Right there in the middle of a tractor run to Harrah, an old International Harvester broke down on the side of the road and had to be towed the rest of the way by -- wait for it, wait for it -- a John Deere!
"It's a scandal, a scandal," the genial Ruthardt brothers Ken, Erick and Joe joked at the halfway point of Saturday's run, which epi-centered on the Farm House Cafe.
The Ruthhardt boys are the heart and soul of the tractor club, whose members like to mass every so often like outlaw bikers for a big (but s-lo-w) flag-flying run to wherever.
"We're just driving because we like to drive," explained Ken Ruthardt, who ran Smitty's Outdoor Power Equipment for nearly three decades before he retired a few years back.
Saturday's shindig began at the usual starting place, the Agricultural Museum in Union Gap, and from there made the round-trip to Harrah and back.
Topping out at 10 mph, it's a four- or five-hour event, counting lunch and lots of time at the beginning, middle and end talking tractors. And manure spreaders.
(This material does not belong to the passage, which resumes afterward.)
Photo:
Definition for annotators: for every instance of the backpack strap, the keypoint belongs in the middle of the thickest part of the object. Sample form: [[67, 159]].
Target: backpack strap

There was a 620, at least three 60s, a couple Bs, an A and a G, maybe two 430s and a 70. And that was just the John Deeres. A bunch of International Harvesters (aka McCormick Farmalls) rounded out the herd, along with a few Fords and a handful of esoteric names, including Ferguson, Massey-Harris and Oliver.
Among those who stopped by for a look-see was Wayne Lotspeich, a Central Pre-Mix mechanic from Selah who owns a tractor of his own, a 1960s-era Ford 600. He's also proud of an equally old Husky riding lawnmower he still uses to cut the grass.
"I saw they were going on a run and I thought, 'I just gotta go look at them,'" he explained, which pretty well summed it up.
Among the participants was John Wornell, a retired aerospace engineer from Los Alamitos, Calif., who grew up in Toppenish with the Ruthardt brothers.
Wornell has a shiny red Farmall "Super A" that he inherited from an uncle a few years ago and keeps stored at his sister's place in Toppenish. He comes up now and then for a run. The next one's in September, up the Yakima River Canyon to Ellensburg.
"It's just fun," he said. "These tractors, they just deserve some fresh air now and then."